An EMP attack on the US from North Korea is probably more likely than a direct attack by a nuclear intercontinental ballistic missile. Why? The EMP bomb requires much less precision to be effective. While he is leaving somewhere above us, they, so to speak, have sunk our battleship. And high-altitude ICBMs are difficult to stop when compared to lower-level ICBMs such as land based nuclear strikes. Our Midcourse Defense (GMD) ground-based missile system is capable of reaching space, but other systems like THAAD or Aegis will have a much harder time.
But then again, the specifics of EMP bombs and what happens after the explosion are still in the air and are, for the most part, exaggerated. In 1962, the test weapon STARFISH PRIME, which included the launch of a nuclear bomb capacity of 1.4 megatons of 250 miles above the Pacific Ocean, caused quite a stir. The electromagnetic waves spread to Hawaii, about 900 miles away, causing damage to telephone company equipment, causing street lamps to flash, and even damaging people’s garage doors (they began to open and close on their own). But there were no power outages, the telephone lines were working, and there was no radio interference throughout the event.
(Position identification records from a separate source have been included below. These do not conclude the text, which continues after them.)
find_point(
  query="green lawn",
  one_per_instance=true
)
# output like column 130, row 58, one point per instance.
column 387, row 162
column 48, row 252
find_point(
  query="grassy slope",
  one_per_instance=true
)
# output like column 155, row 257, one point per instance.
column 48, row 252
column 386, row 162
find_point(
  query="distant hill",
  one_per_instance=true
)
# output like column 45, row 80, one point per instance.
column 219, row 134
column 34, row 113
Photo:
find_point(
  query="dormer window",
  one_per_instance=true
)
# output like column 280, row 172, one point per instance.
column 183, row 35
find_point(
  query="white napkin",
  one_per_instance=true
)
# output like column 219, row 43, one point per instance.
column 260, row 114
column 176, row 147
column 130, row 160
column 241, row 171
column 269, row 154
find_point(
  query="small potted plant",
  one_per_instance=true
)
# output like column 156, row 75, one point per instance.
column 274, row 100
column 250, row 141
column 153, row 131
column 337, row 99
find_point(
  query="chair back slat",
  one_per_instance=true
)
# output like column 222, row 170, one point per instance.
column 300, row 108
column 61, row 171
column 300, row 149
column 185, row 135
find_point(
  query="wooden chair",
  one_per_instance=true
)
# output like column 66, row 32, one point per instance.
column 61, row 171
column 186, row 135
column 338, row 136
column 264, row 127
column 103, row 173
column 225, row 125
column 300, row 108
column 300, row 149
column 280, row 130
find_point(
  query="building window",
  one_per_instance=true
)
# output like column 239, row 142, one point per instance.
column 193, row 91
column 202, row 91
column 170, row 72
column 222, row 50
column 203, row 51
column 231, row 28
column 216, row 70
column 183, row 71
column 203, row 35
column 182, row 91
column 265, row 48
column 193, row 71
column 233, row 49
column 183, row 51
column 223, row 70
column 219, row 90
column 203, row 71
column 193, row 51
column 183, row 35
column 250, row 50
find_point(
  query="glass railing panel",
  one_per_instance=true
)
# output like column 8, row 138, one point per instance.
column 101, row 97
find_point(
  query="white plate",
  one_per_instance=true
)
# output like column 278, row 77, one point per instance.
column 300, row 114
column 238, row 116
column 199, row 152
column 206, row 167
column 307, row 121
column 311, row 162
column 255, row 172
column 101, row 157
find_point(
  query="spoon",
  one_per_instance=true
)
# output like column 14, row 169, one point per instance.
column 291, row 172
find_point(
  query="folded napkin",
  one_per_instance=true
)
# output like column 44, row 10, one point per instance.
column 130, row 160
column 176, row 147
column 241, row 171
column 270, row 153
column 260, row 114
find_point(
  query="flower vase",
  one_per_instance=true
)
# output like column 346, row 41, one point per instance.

In another example, the EMP Commission tested the effects of electromagnetic pulses on 37 cars and 18 trucks in a laboratory setting. Jeffrey Lewis of Foreign Policy explains :
While EMP proponents argue that an EMP attack would result in “planes falling from the sky, cars stopping in the roadway, electrical outages, food rotting,” the actual results were much more modest. Of the 55 vehicles exposed to EMP, six at the highest exposure level required restarting. Several more showed “nasty” damage to the electronics, such as flashing dashboard lights.
So the claim that the EMP bomb will kill 90% of Americans is almost certainly complete nonsense. For example, Popular Mechanics’ Kyle Mizokami points out that the source of this information is a quote from Congressman Roscoe Bartlett describing a science fiction novel he read called One Second Later – not real data of any kind. In addition, Bartlett was so terrified by the idea of a national power grid failure that he cut off the grid to live off the land . Not entirely reliable source of information, to put it mildly. In truth, no one knows if an EMP bomb will be able to disable the country’s energy system, and what size the bomb would be required to accomplish such a feat, and at what height. Even if North Korea did strike, it is unlikely that they would have large enough weapons to send us back to the Stone Age. And they will probably get only one chance for this …
However, we are still somewhat vulnerable and now we have no official way to prepare for such an attack. On September 30 this year, the Trump administration closed the Congressional Threat Commission on Electromagnetic Pulse to the United States after it had operated for more than 16 years. Members of the former commission, including Dr. William R. Graham and Dr. Peter Vincent Pry, have tried to ask the administration to get things back on track. They assume that the US infrastructure is not prepared for an EMP attack and believe that US intelligence is underestimating North Korea’s nuclear capabilities. After all, such attacks can be defended, but the cost of such a shield is in the billions, and it will probably take years to implement. Nowadays, resting in peace knowing the EMP impact would not kill 90% of the people in the country.